An announcement of the study, which was led by Oxford researchers and published in the journal Science on Friday, says that "global climates only slightly warmer than today are sufficient to thaw significant regions of permafrost."
As The Guardian explains, the scientists measured "the growth and halting of stalactite and stalagmites [crystal formations found inside the caves] by cutting through the structures at various points corresponding to given time periods in the Earth's history."
The stalactites and stalagmites are important geological features because they only grow when water is present and therefore indicate with precise accuracy a record of when water was or was not flowing in the geological record.
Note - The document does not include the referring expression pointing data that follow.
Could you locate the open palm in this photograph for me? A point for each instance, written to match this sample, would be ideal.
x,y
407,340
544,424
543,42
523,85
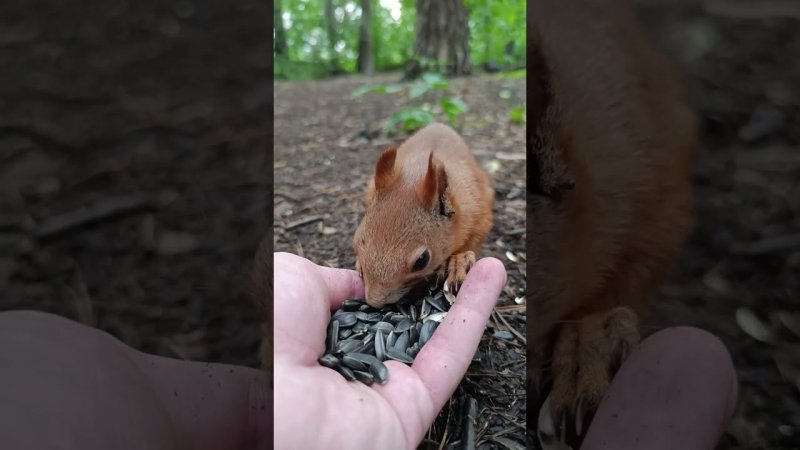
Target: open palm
x,y
329,412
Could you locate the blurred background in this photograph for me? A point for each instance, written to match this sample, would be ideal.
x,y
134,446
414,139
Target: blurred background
x,y
740,276
135,149
353,77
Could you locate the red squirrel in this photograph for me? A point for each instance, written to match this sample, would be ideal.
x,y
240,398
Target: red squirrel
x,y
610,149
428,210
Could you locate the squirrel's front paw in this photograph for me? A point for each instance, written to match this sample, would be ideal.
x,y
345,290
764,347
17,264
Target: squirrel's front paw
x,y
587,355
457,268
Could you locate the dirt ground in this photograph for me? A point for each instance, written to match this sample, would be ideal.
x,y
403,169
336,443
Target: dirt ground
x,y
134,146
744,258
134,155
326,147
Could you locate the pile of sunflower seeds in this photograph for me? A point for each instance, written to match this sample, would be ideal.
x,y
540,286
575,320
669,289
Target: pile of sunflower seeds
x,y
361,337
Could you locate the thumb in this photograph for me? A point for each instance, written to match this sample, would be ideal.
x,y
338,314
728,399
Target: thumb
x,y
443,361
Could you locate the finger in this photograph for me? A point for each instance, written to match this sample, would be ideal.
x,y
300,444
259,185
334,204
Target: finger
x,y
212,406
419,392
304,296
445,358
342,284
297,274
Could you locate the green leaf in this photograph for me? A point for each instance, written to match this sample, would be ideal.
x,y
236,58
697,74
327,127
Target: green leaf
x,y
452,108
411,119
380,89
434,80
517,114
417,90
514,74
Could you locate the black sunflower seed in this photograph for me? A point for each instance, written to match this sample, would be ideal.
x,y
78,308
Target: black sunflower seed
x,y
348,346
365,358
352,305
346,372
364,377
347,320
329,360
436,302
379,371
380,349
404,325
426,332
399,356
413,334
401,343
425,309
354,363
385,327
333,335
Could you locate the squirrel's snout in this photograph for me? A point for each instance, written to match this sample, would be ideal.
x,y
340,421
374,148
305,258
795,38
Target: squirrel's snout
x,y
379,296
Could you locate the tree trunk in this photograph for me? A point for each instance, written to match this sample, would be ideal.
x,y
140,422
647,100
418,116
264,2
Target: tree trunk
x,y
280,31
442,35
330,23
366,63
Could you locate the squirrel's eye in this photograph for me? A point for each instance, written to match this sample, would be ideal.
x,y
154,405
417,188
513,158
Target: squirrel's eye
x,y
422,261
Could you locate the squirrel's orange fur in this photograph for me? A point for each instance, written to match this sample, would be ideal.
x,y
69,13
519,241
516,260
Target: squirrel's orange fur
x,y
609,205
427,195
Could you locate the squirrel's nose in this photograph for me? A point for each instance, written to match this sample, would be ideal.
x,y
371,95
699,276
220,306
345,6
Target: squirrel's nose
x,y
374,297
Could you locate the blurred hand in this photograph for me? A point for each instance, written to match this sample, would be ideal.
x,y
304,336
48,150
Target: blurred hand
x,y
317,408
68,386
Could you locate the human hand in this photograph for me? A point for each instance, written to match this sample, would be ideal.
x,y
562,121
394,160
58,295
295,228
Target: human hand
x,y
317,408
65,385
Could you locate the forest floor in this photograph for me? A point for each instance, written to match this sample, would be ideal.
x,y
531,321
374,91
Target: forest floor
x,y
326,147
153,112
740,276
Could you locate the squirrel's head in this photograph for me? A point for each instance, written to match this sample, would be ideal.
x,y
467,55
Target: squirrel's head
x,y
406,233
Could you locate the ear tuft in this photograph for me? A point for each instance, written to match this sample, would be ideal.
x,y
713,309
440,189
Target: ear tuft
x,y
426,189
384,169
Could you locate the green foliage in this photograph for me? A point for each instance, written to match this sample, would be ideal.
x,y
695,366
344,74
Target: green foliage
x,y
416,117
452,108
493,24
517,115
497,26
412,119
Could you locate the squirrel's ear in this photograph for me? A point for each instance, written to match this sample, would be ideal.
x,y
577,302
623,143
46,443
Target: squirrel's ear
x,y
384,169
433,191
547,167
445,205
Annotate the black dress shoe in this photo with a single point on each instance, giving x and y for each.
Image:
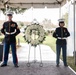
(3, 65)
(16, 65)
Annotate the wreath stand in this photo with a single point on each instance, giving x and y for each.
(28, 64)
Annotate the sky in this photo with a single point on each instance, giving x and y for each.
(40, 14)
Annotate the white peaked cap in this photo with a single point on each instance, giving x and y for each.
(9, 12)
(61, 20)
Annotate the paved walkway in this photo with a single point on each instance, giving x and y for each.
(49, 65)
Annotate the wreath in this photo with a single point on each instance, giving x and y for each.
(34, 34)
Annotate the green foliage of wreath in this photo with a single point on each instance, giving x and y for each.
(34, 34)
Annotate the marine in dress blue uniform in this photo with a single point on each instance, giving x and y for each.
(61, 33)
(10, 30)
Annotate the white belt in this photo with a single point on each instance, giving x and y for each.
(11, 32)
(61, 38)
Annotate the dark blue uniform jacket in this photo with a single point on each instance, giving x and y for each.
(61, 32)
(10, 27)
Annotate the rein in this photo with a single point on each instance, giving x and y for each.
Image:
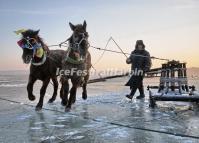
(74, 46)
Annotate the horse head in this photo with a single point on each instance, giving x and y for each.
(30, 42)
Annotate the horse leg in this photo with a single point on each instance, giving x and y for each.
(55, 84)
(42, 94)
(31, 82)
(72, 97)
(84, 93)
(64, 91)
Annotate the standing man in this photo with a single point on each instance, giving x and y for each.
(140, 61)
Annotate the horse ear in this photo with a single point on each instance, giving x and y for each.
(36, 32)
(84, 25)
(72, 26)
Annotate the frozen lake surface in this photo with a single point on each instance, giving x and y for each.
(105, 117)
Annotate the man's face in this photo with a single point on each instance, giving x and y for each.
(140, 47)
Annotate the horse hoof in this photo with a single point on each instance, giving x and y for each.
(84, 96)
(31, 98)
(38, 108)
(67, 109)
(63, 103)
(73, 101)
(51, 100)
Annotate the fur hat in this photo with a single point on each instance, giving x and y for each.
(139, 42)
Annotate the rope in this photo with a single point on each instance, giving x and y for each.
(108, 122)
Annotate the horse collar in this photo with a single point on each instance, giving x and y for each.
(40, 63)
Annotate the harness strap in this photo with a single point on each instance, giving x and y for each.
(72, 61)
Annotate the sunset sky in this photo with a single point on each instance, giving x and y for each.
(169, 28)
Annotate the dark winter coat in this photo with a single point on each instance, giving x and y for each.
(138, 63)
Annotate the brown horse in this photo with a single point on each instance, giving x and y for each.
(77, 63)
(44, 64)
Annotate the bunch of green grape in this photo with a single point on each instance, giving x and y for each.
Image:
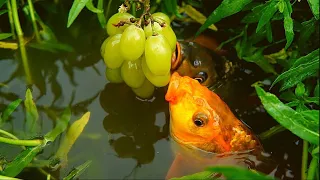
(139, 55)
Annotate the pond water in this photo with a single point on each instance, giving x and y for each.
(125, 138)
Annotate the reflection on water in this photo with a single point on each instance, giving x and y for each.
(125, 137)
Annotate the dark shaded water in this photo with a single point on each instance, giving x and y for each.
(125, 137)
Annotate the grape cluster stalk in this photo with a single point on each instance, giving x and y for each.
(138, 51)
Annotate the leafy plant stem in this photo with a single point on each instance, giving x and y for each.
(34, 142)
(34, 23)
(11, 19)
(304, 159)
(21, 40)
(312, 168)
(272, 131)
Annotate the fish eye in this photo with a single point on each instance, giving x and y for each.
(200, 119)
(201, 77)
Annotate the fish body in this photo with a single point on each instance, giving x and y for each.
(204, 129)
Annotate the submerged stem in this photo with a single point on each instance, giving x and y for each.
(34, 142)
(304, 160)
(33, 19)
(21, 40)
(11, 19)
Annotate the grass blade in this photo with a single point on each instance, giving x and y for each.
(9, 110)
(75, 10)
(289, 118)
(267, 14)
(32, 115)
(74, 174)
(21, 161)
(60, 127)
(72, 135)
(225, 9)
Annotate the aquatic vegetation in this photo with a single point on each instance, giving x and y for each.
(42, 40)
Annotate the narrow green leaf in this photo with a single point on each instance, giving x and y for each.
(91, 7)
(75, 173)
(21, 161)
(311, 115)
(10, 109)
(31, 114)
(269, 32)
(267, 14)
(297, 74)
(288, 23)
(289, 118)
(233, 172)
(61, 126)
(2, 2)
(3, 11)
(300, 89)
(5, 35)
(313, 56)
(314, 6)
(75, 10)
(71, 136)
(308, 28)
(225, 9)
(316, 90)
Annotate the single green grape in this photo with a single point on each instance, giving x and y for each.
(115, 19)
(132, 43)
(158, 55)
(103, 46)
(148, 29)
(112, 56)
(170, 36)
(159, 16)
(132, 73)
(158, 81)
(114, 75)
(145, 90)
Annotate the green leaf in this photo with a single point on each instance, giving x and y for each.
(10, 109)
(32, 115)
(75, 173)
(21, 161)
(308, 27)
(61, 126)
(314, 55)
(225, 9)
(311, 115)
(289, 118)
(91, 7)
(2, 2)
(300, 89)
(314, 6)
(3, 11)
(297, 74)
(268, 14)
(5, 35)
(233, 172)
(71, 136)
(75, 10)
(199, 175)
(288, 23)
(316, 90)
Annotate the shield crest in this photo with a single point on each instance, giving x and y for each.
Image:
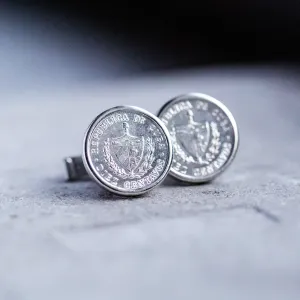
(127, 150)
(194, 138)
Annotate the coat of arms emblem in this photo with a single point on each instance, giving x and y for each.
(129, 156)
(196, 142)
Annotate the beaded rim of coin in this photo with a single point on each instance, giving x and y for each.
(198, 96)
(90, 168)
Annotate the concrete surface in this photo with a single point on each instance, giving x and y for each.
(236, 238)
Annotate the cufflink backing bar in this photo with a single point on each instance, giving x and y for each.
(75, 168)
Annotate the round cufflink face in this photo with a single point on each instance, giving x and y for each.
(204, 136)
(127, 150)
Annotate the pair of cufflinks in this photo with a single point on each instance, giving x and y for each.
(129, 151)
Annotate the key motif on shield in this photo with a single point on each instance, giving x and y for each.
(129, 156)
(194, 141)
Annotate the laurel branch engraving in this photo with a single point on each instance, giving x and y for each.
(210, 154)
(142, 169)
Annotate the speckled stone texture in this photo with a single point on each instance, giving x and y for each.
(236, 238)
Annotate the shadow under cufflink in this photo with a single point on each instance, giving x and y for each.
(77, 175)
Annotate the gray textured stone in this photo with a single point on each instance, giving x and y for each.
(236, 238)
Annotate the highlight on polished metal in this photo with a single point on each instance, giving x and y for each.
(204, 135)
(126, 149)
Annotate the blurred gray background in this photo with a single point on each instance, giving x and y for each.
(235, 238)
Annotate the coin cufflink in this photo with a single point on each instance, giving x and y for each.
(204, 135)
(126, 150)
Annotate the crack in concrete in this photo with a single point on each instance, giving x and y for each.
(254, 208)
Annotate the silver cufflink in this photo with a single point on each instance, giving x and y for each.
(126, 150)
(204, 135)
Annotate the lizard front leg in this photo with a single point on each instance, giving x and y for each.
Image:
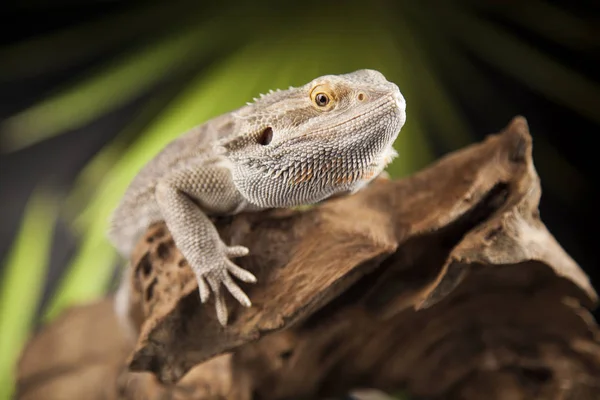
(196, 236)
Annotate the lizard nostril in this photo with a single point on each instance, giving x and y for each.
(266, 136)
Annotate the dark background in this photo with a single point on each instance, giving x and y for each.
(569, 210)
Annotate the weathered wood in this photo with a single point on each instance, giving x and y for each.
(446, 283)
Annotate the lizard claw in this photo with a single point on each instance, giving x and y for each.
(221, 274)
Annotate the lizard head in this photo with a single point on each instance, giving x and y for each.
(305, 144)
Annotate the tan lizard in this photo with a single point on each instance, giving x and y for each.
(290, 147)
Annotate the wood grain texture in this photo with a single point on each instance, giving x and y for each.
(445, 283)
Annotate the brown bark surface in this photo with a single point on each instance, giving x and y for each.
(446, 284)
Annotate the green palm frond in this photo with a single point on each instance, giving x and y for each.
(22, 283)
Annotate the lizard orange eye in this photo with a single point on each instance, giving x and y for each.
(321, 99)
(266, 136)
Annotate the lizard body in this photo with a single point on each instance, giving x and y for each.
(291, 147)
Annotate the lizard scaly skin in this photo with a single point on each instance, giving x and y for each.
(291, 147)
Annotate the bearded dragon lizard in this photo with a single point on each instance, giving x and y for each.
(289, 148)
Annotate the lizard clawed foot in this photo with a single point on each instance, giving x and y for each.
(220, 273)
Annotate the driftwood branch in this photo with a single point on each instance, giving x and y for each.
(446, 284)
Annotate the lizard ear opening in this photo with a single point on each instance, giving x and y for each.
(266, 136)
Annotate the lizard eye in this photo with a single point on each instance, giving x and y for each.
(323, 97)
(266, 136)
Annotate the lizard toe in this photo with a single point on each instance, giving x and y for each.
(236, 251)
(240, 273)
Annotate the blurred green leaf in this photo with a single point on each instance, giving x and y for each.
(526, 63)
(22, 285)
(38, 55)
(106, 90)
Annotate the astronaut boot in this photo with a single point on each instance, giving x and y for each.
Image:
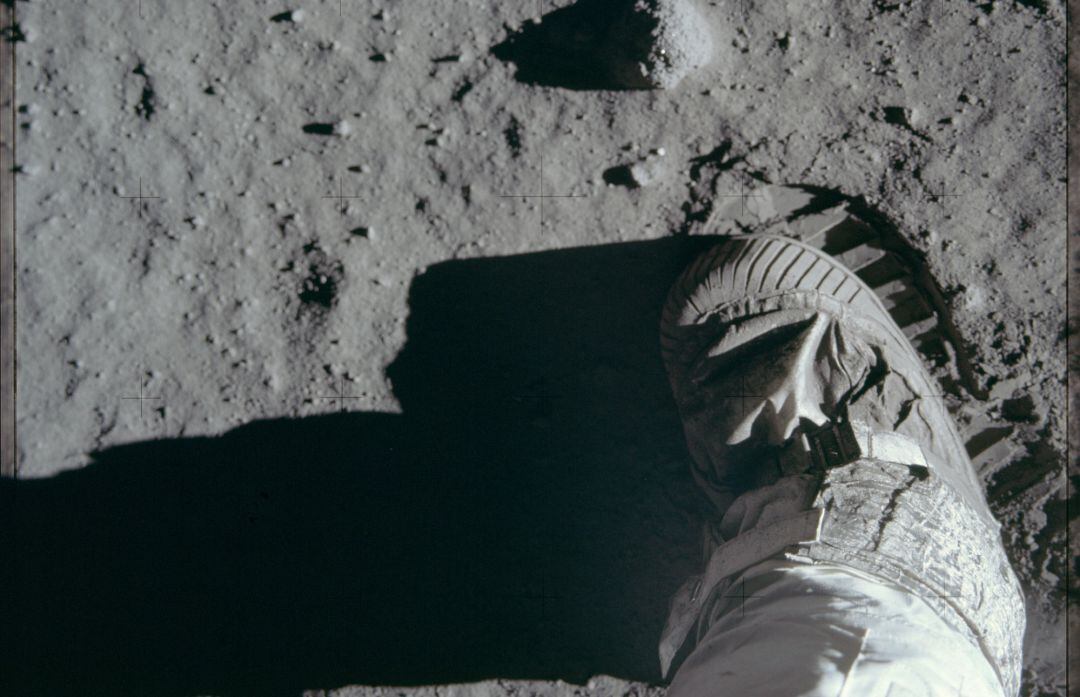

Anton Vaks, of the Earth sciences department at Oxford, who led the research says that what they discovered in the caves was that approximately 120,000 years ago -- when global temperatures were about 1.5ºC warmer than pre-industrial levels -- was the last time that melting was detected in this particular region.
"This indicates that 1.5ºC appears to be something of a tipping point," said Vaks, who said that more study was needed to determine if this trend can be detected in colder areas further north.
And Reuters adds:
The United Nations Environment Programme (UNEP) estimates that permafrost contains about 1,700 billion metric tons of heat-trapping carbon, or twice the amount in the atmosphere.
A UNEP report said in December that permafrost had already begun to thaw in some areas and could release between 43 and 135 billion metric tons of carbon dioxide, the main greenhouse gas, by 2100.
Almost 200 nations agreed to the 2.0C limit on global temperatures above pre-industrial times - comparable to late 19th century temperatures - to avert more floods, storms and rising sea levels.